Comment by diggan

1 day ago

Yeah, this is the problem with benchmarks where the questions/problems are public. They're valuable for some months, until it bleeds into the training set. I'm certain a lot of the "improvements" we're seeing are just benchmarks leaking into the training set.

4 comments

diggan

travisgriggs 1 day ago

That’s ok, once bicycle “riding” pelicans become normative, we can ask it for images of pelicans humping bicycles.

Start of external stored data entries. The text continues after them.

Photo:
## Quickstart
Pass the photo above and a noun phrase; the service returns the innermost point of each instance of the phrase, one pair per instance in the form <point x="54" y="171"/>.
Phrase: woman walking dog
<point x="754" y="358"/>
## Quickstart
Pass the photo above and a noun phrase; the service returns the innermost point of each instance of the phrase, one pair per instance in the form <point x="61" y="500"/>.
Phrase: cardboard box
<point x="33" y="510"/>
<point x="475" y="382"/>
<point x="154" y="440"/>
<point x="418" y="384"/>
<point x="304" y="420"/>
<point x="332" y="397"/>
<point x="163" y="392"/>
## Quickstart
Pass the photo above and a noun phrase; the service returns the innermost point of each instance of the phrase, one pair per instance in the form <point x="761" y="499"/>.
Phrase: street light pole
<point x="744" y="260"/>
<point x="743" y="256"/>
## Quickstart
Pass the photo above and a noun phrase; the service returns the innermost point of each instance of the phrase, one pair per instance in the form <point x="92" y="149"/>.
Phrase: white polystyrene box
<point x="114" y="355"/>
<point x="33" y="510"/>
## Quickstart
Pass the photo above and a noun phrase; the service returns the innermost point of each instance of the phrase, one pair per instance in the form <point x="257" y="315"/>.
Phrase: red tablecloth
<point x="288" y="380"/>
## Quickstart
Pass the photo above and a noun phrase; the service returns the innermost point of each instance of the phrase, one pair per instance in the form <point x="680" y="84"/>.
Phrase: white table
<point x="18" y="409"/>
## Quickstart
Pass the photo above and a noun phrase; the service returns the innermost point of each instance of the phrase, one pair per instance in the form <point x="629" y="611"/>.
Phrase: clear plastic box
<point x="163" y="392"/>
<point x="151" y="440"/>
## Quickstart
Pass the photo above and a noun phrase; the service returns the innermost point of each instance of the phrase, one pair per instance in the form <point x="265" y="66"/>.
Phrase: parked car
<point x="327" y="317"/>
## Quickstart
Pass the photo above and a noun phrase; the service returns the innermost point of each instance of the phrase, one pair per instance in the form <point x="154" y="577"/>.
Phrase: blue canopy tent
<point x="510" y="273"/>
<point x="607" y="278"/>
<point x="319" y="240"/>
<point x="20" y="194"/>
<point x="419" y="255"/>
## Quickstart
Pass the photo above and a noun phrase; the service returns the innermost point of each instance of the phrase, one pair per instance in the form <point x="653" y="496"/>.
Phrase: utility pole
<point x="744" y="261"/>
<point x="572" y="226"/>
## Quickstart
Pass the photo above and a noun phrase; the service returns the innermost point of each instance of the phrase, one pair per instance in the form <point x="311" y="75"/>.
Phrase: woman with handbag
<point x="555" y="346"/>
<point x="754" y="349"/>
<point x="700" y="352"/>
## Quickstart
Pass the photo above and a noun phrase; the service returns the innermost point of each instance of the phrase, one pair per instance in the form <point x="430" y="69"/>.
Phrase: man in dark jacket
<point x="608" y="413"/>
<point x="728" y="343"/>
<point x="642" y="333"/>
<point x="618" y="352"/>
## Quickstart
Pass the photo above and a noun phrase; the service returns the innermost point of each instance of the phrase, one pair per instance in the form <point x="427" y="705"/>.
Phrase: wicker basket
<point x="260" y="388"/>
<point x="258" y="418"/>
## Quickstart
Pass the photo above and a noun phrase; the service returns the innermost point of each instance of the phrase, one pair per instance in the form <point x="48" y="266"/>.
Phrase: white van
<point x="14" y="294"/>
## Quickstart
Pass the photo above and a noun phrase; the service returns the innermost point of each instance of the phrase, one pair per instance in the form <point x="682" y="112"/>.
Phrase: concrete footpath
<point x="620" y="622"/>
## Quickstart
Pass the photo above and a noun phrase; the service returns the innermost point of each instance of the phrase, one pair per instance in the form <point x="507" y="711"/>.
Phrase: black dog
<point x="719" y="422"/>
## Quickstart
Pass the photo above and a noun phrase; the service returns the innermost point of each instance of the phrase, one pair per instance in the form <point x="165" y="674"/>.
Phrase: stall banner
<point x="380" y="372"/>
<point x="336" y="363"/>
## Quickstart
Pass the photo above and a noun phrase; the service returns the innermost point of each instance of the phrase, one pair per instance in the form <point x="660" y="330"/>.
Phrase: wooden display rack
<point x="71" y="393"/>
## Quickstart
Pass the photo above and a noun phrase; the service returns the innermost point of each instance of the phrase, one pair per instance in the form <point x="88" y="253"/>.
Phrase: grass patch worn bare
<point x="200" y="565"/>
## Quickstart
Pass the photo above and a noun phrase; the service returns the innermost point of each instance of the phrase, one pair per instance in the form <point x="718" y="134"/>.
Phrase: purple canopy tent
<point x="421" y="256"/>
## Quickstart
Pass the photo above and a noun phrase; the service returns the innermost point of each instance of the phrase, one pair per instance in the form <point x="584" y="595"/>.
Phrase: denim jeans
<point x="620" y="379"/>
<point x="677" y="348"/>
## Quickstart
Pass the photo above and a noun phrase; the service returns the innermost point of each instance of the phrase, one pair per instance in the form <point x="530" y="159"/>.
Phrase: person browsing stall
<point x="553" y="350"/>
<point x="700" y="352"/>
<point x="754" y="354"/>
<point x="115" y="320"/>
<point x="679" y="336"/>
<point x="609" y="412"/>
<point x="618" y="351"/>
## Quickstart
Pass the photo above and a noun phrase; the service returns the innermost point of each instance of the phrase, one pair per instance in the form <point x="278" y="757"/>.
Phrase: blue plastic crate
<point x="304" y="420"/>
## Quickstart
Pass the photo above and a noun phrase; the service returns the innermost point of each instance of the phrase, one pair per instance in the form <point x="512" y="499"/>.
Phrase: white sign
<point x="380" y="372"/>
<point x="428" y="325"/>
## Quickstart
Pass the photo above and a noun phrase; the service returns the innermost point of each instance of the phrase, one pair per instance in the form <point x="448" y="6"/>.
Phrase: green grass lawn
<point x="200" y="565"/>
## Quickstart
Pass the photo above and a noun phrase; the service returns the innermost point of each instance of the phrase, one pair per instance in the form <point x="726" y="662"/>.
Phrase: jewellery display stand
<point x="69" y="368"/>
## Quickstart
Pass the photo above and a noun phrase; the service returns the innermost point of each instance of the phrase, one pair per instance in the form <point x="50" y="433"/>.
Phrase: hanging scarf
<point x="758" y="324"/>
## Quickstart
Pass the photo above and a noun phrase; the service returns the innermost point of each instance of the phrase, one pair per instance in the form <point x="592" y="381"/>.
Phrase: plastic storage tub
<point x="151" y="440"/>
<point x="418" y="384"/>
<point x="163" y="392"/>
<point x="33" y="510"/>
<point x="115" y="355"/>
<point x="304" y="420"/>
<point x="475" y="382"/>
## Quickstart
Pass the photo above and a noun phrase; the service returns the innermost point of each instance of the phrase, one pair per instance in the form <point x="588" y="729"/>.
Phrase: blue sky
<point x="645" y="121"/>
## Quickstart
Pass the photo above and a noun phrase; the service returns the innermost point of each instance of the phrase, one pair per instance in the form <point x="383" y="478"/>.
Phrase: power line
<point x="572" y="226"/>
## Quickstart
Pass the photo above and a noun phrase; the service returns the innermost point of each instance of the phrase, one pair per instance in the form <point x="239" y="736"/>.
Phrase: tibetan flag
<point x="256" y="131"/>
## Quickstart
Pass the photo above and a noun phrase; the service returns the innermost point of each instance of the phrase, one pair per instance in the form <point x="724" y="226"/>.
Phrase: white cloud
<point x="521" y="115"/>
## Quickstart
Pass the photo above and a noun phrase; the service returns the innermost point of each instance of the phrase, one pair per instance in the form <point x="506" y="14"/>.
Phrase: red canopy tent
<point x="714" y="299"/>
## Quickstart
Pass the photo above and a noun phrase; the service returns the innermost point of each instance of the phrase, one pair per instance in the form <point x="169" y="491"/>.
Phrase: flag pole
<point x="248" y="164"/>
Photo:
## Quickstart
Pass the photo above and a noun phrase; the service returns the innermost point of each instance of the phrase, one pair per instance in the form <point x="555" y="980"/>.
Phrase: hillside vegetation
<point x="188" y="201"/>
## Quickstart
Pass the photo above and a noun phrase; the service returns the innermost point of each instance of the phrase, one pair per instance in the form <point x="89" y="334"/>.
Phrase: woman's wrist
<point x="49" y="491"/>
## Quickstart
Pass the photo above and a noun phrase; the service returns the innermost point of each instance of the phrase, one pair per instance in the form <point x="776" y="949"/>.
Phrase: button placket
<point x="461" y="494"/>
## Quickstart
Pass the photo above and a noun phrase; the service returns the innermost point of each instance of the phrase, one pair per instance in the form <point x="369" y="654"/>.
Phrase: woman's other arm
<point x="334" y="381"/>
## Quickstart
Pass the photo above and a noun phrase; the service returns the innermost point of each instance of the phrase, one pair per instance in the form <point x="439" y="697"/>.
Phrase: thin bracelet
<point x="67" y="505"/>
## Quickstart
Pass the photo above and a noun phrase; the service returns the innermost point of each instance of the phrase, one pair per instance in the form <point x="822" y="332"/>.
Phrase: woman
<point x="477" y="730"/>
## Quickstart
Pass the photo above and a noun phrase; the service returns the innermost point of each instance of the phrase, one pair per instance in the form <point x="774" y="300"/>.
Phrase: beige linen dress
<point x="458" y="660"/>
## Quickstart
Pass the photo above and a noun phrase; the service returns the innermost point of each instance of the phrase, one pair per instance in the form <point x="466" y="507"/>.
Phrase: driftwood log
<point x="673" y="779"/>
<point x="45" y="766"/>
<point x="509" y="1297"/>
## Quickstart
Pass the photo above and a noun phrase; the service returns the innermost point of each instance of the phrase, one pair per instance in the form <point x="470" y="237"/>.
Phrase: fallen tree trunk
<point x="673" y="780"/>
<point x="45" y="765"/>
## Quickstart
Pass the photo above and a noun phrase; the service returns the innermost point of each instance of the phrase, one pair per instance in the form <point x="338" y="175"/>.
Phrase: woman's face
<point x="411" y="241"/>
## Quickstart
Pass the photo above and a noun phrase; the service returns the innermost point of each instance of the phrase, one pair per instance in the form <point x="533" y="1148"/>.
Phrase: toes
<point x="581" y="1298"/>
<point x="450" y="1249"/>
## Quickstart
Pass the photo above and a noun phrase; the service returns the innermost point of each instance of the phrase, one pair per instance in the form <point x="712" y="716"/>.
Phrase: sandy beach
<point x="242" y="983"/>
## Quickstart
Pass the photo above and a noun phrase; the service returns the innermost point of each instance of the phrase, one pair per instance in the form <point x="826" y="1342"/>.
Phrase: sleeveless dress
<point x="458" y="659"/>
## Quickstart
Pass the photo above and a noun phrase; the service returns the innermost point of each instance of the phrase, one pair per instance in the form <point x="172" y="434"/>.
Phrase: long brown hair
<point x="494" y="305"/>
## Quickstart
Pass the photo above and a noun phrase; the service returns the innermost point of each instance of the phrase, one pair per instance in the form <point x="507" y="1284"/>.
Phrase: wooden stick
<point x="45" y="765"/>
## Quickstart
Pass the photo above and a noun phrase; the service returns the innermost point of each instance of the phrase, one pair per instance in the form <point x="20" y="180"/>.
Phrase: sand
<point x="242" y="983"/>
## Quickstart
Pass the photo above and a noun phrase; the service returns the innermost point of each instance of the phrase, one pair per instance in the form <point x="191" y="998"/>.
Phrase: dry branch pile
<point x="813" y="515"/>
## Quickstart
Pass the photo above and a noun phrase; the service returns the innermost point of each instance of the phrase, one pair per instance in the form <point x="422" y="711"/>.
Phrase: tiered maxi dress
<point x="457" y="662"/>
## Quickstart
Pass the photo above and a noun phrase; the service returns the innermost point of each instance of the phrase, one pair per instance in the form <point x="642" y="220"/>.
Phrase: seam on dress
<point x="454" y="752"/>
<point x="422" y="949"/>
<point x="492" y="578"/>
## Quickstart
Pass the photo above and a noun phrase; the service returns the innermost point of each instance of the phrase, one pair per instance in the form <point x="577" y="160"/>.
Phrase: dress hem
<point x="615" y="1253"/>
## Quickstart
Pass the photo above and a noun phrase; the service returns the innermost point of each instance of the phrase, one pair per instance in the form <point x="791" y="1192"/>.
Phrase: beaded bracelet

The number of subject-verb-objects are near infinite. All are imaginable, but most are not plausible. A plausibility machine (LLM) will struggle with the implausible, until it can abstract well.

zahlman 1 day ago

I can't fathom this working, simply because building a model that relates the word "ride" to "hump" seems like something that would be orders of magnitude easier for an LLM than visualizing the result of SVG rendering.
diggan 1 day ago
> The number of subject-verb-objects are near infinite. All are imaginable, but most are not plausible
Until there is enough unique/new subject-verb-objects examples/benchmarks so the trained model actually generalized it just like you did. (Public) Benchmarks needs to constantly evolve, otherwise they stop being useful.
- demosthanos 1 day ago
  
  To be fair, once it does generalize the pattern then the benchmark is actually measuring something useful for deciding if the model will be able to product a subject-verb-object SVG.